MetaDAO is the first significant implementation of futarchy, using decision markets to govern its operations. In MetaDAO, participants trade conditional tokens—pass or fail—on governance proposals. One of its early proposals, ‘Futard.io’, was a test case for this model. Futard.io was pitched as a memecoin product that essentially promised “big returns”, but lacked any strategic alignment. The decision market overwhelmingly bet against the proposal, leading to its rejection. Such an outcome demonstrates how financial stakes can filter out low-value initiatives that may have otherwise passed in a traditional voting system.

via Delphi

As expected, MetaDAO has its flaws. The platform’s user interface can be confusing, featuring three token prices—spot, pass, and fail—which is generally overwhelming for new users (and especially as I explain it). Liquidity is once again a limiting factor with low trading volumes resulting in high slippage, deterring large traders and reducing the accuracy of market signals thus far. Lastly, MetaDAO faces challenges in metric selection. While price is a clear indicator of value, it doesn’t capture broader metrics like community growth or user satisfaction. A comprehensive decision-making engine necessitates data that provides a more holistic view of success.

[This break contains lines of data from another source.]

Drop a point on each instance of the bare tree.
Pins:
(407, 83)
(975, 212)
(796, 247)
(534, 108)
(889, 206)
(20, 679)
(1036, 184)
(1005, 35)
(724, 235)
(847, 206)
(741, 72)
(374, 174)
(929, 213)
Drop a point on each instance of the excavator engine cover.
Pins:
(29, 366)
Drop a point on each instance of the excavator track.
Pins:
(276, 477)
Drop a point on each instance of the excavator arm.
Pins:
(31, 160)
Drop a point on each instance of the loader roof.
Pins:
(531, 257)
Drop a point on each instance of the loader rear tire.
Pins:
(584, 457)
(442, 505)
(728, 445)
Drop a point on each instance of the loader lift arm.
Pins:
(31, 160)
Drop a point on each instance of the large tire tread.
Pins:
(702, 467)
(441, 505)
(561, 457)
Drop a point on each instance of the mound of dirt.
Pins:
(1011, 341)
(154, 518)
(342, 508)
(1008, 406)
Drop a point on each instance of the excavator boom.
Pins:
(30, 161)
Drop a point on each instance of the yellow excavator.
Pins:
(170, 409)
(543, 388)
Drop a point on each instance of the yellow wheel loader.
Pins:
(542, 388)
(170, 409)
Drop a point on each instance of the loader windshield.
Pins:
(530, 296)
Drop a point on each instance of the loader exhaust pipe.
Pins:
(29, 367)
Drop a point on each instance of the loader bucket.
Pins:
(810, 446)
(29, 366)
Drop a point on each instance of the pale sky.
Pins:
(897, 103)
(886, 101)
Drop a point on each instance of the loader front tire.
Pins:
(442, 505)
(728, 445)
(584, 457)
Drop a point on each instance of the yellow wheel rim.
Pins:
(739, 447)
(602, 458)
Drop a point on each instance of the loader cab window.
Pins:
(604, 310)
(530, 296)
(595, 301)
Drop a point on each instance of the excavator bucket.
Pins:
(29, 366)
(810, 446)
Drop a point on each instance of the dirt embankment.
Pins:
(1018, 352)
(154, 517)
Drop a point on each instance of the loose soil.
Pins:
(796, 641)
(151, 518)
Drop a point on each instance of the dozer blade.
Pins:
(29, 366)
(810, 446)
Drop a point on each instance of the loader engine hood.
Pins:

I still find MetaDAO’s implications profound. If scaled correctly, this model could extend beyond our industry, potentially reshaping corporate strategy, public policy, and other sectors where decision-making is crucial. The experiment is still in its early stages, but it represents a foundational shift toward financialized governance, where decisions are driven by aligned incentives rather than social consensus.

In Sum

AI and markets both represent unique forms of superintelligence, but markets have been underappreciated as mechanisms of truth discovery and decision-making. Prediction markets like Polymarket demonstrate how decentralized systems can aggregate information more accurately than polls, while decision markets like MetaDAO illustrate the potential of financialized governance.

Whether we see prediction and decision markets as novel experiments or foundational shifts, one thing is clear: markets have far more to offer than just asset pricing. They could very well be the next step in decentralized intelligence—a blend of human intuition and financial incentives that guides us toward smarter decisions.